3. Koki

121 32 17
                                    

Pria berumur 22 tahun itu sedang duduk menatap layar ponselnya. Cuaca hari ini memang lebih panas dari biasanya. Ia sesekali menoleh pada laptop yang ada di depannya. Kafe tidak seramai biasanya. Entahlah, mungkin karena masih terlalu siang untuk duduk, atau mereka sedang libur akhir pekan di tempat lain?

"Sayang, hari ini panas banget," ucap Asya manja dan duduk lemah di samping Aska.

Aska yang tidak menyahut bahkan tidak menoleh membuat Asya kesal. "Lo kenapa sih akhir-akhir ini berubah!" pekik Asya membuat seluruh pelanggan kafe menoleh ke arah mereka.

Wulan berjalan mendekati mereka dan menaruh paper bag di hadapan Aska. "Makasi jaketnya," tutur Wulan lalu tersenyum melihat Asya.

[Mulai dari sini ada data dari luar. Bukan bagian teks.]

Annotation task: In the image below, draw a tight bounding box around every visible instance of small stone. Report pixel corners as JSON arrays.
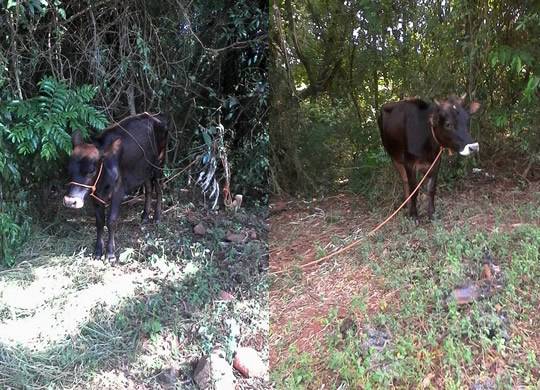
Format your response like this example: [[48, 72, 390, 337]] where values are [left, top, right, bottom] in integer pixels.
[[448, 284, 481, 305], [193, 223, 206, 236], [233, 347, 267, 378], [219, 291, 234, 301], [157, 367, 178, 388], [225, 232, 246, 243], [193, 350, 236, 390], [339, 317, 357, 339]]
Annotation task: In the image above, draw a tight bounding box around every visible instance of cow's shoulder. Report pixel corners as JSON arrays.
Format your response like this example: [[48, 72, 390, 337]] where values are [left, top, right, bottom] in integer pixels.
[[404, 97, 431, 110]]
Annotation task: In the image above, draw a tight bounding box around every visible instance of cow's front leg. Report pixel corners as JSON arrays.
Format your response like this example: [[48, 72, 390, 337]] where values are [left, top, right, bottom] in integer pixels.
[[153, 179, 161, 223], [405, 166, 418, 221], [107, 192, 124, 261], [428, 162, 440, 220], [141, 180, 152, 223], [94, 203, 105, 259]]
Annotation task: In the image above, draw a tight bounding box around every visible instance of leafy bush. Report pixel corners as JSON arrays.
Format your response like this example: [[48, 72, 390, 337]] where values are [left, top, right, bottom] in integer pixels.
[[0, 77, 107, 265]]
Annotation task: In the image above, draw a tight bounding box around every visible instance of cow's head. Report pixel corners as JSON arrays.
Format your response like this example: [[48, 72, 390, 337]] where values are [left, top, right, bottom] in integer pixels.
[[64, 132, 101, 209], [432, 95, 480, 156]]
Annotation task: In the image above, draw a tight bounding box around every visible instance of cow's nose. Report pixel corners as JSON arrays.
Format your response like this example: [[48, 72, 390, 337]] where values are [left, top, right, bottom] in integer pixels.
[[64, 195, 84, 209], [459, 142, 480, 156]]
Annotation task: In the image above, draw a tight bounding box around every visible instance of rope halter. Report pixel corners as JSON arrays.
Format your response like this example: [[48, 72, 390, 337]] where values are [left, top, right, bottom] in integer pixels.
[[68, 161, 107, 206]]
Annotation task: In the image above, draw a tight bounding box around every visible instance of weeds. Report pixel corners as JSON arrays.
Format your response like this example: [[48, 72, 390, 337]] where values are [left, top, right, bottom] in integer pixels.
[[272, 181, 540, 389], [0, 205, 268, 389]]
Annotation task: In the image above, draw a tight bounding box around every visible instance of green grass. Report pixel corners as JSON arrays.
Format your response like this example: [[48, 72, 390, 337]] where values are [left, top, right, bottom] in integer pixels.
[[273, 181, 540, 389]]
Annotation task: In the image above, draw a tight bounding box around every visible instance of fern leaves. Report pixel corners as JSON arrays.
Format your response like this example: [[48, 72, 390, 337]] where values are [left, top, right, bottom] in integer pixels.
[[5, 77, 107, 161]]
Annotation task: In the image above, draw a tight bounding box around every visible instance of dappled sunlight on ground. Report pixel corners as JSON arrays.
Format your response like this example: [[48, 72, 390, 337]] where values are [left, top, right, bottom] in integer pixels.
[[269, 178, 540, 388], [0, 258, 154, 351]]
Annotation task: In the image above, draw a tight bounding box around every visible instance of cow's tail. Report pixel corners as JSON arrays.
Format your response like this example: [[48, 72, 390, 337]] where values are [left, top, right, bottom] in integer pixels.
[[152, 114, 169, 167], [377, 108, 383, 134]]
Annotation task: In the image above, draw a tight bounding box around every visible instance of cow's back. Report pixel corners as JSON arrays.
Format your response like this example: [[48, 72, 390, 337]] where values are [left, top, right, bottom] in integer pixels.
[[101, 114, 167, 188], [378, 99, 431, 160]]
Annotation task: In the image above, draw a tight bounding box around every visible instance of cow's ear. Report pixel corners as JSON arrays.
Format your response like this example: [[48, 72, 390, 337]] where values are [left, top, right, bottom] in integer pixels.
[[469, 100, 480, 114], [71, 131, 83, 147], [105, 138, 122, 156]]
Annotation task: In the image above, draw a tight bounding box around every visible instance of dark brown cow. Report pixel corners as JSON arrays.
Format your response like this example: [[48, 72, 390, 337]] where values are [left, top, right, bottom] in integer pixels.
[[377, 96, 480, 219], [64, 113, 167, 260]]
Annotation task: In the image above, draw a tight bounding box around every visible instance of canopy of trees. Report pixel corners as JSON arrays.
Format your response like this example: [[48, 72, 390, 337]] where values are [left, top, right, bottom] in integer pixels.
[[0, 0, 268, 261], [270, 0, 540, 192]]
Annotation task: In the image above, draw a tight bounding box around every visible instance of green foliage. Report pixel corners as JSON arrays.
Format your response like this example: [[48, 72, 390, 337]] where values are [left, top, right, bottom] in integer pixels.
[[0, 77, 106, 264], [271, 0, 540, 192], [0, 77, 107, 181]]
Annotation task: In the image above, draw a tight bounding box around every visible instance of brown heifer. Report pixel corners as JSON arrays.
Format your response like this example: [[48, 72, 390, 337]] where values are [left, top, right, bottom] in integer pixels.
[[377, 96, 480, 219], [64, 113, 167, 260]]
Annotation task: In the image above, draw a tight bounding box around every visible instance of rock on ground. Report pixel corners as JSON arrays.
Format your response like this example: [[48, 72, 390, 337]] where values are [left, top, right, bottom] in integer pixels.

"Heh, cewek centil!" Asya bangkit dan menjambak rambut Wulan. "Pasti lo, kan yang udah deketin Aska sampe Aska sekarang cuek ke gue," lanjutnya.

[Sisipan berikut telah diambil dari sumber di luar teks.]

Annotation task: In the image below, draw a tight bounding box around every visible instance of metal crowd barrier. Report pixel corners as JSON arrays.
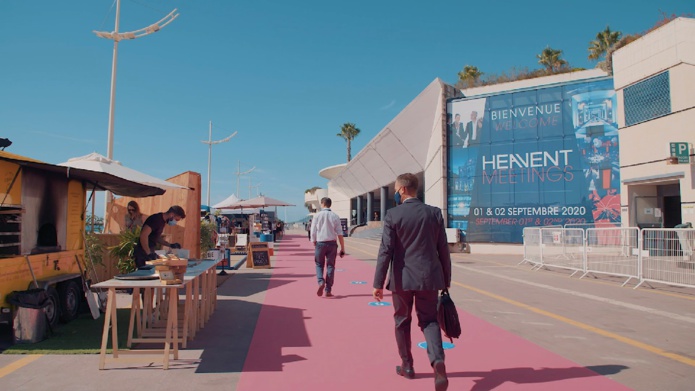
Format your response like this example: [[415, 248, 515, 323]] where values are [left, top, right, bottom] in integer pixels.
[[582, 228, 639, 286], [519, 227, 695, 288], [638, 228, 695, 287]]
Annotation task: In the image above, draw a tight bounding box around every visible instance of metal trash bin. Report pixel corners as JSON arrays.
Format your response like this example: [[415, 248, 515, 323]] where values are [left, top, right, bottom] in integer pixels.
[[7, 289, 48, 343]]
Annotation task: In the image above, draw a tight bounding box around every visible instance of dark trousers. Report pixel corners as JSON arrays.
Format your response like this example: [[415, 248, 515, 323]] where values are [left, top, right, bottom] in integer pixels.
[[393, 290, 444, 366], [314, 241, 338, 292]]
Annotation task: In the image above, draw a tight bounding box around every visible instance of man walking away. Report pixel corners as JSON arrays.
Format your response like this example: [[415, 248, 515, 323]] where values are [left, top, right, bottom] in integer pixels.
[[373, 174, 451, 391], [309, 197, 345, 297]]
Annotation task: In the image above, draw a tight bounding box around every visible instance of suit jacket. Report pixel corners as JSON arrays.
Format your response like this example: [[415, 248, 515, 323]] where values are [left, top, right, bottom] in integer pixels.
[[373, 198, 451, 292]]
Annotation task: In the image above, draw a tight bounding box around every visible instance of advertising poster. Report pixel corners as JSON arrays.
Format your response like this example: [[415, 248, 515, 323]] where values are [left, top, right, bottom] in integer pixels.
[[447, 79, 620, 243]]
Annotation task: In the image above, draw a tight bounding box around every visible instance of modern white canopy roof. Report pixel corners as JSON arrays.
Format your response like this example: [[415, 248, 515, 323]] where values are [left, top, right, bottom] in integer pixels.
[[329, 78, 453, 198]]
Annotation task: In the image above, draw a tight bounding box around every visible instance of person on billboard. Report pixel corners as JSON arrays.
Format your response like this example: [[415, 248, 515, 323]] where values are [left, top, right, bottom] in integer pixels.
[[134, 205, 186, 269], [372, 174, 451, 391], [463, 111, 481, 148], [449, 113, 465, 145]]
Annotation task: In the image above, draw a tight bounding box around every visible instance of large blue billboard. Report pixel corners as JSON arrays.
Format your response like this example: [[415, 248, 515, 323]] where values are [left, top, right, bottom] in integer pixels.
[[447, 79, 620, 243]]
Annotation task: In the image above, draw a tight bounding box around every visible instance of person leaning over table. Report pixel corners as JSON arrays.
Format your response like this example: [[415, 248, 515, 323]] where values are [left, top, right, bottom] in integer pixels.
[[125, 201, 143, 231], [134, 205, 186, 269]]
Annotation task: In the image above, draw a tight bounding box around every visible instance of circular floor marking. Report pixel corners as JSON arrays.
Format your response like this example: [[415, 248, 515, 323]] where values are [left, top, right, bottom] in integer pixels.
[[417, 342, 456, 350]]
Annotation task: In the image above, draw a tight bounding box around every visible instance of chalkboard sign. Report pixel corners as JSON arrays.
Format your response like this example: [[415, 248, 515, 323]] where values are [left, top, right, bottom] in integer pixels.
[[340, 219, 347, 237], [248, 242, 270, 269]]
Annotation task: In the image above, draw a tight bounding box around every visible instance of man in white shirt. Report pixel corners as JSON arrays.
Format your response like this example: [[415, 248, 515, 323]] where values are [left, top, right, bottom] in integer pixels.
[[310, 197, 345, 297]]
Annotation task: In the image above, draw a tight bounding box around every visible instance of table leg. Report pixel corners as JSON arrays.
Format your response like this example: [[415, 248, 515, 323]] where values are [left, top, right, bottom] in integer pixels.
[[126, 288, 142, 347], [99, 288, 116, 369], [181, 284, 193, 349], [109, 288, 118, 358]]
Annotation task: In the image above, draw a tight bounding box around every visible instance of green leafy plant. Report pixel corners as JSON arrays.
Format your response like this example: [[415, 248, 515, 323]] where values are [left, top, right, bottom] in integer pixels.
[[109, 227, 141, 273], [84, 232, 105, 276], [200, 220, 217, 256]]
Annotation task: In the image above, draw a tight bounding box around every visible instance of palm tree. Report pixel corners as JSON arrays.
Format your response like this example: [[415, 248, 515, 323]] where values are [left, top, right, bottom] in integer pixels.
[[589, 26, 623, 61], [458, 65, 483, 88], [336, 122, 360, 163], [536, 46, 568, 73]]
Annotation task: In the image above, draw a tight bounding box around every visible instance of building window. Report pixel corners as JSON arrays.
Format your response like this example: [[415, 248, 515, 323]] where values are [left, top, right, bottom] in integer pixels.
[[623, 71, 671, 126]]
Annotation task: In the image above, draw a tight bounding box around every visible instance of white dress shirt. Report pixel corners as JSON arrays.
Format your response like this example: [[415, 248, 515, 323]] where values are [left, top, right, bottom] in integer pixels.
[[311, 208, 343, 242]]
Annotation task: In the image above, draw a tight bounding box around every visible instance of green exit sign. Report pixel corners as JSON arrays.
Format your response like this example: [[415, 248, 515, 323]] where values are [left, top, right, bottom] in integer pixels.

Wulan melepas tangan Asya dan menghentakkan ke bawah. "Lah, emang kita udah dekat dari dulu, lo aja yang gak tau atau gak dikasi tau." Wulan menaikkan satu alisnya tersenyum miring.

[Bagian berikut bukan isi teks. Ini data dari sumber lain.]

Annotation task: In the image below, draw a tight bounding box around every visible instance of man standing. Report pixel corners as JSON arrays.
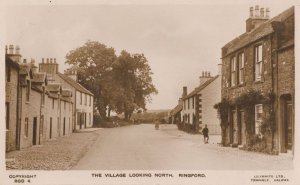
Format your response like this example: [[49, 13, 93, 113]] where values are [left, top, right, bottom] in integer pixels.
[[202, 125, 209, 144]]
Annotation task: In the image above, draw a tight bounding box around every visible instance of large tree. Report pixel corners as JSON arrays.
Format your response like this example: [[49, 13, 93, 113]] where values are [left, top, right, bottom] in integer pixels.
[[112, 50, 157, 119], [66, 41, 117, 118], [66, 41, 157, 119]]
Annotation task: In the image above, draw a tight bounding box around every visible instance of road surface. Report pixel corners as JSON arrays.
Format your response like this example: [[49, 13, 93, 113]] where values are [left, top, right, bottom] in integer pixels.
[[72, 124, 293, 170]]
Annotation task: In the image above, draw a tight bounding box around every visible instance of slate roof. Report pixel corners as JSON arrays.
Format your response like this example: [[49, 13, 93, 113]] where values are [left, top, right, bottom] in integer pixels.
[[58, 73, 94, 96], [222, 7, 294, 57], [46, 83, 60, 92], [61, 89, 72, 97], [5, 56, 20, 69], [32, 72, 46, 83], [182, 75, 219, 100], [19, 64, 31, 75], [170, 104, 182, 116]]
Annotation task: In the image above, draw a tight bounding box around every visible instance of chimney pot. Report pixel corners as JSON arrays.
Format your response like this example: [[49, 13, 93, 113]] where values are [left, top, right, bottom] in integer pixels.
[[16, 45, 20, 55], [182, 86, 187, 97], [260, 8, 265, 18], [255, 5, 259, 17], [250, 7, 253, 17], [266, 8, 270, 18], [9, 45, 14, 54]]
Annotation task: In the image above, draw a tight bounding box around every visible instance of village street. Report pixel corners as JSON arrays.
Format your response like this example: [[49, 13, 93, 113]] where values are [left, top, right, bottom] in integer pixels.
[[72, 124, 293, 170]]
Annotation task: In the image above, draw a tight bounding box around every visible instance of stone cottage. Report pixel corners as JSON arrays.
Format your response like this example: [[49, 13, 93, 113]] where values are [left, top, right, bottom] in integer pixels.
[[5, 45, 73, 152], [39, 58, 94, 130], [218, 6, 295, 153], [181, 65, 221, 134]]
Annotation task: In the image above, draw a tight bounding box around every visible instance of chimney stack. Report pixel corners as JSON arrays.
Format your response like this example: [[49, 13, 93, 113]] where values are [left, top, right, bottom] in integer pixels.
[[260, 8, 265, 18], [8, 45, 14, 55], [182, 86, 187, 97], [255, 5, 259, 17], [246, 5, 269, 32], [249, 7, 254, 17], [15, 45, 20, 55], [199, 71, 213, 85], [266, 8, 270, 19], [218, 64, 222, 76]]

Aska terkejut mendengar penuturan Wulan. Ia berdiri dan menghalangi Asya yang hendak menampar Wulan. "Wulan. Gue baru kenal sama lo, dan lo gak usah ikut campur masalah gue sama Asya." Aska menarik Asya keluar dari kafe.

"Lo buat keributan apa lagi tadi?" tanya Fara.

Wulan menggeleng. “Biasalah." Wulan berlalu meninggalkan Fara dan kembali melayani tamu.

Di sisi lain Aska mencoba menjelaskan bahwa dia memberikan jaket kepada Wulan karena, Wulan kedinginan.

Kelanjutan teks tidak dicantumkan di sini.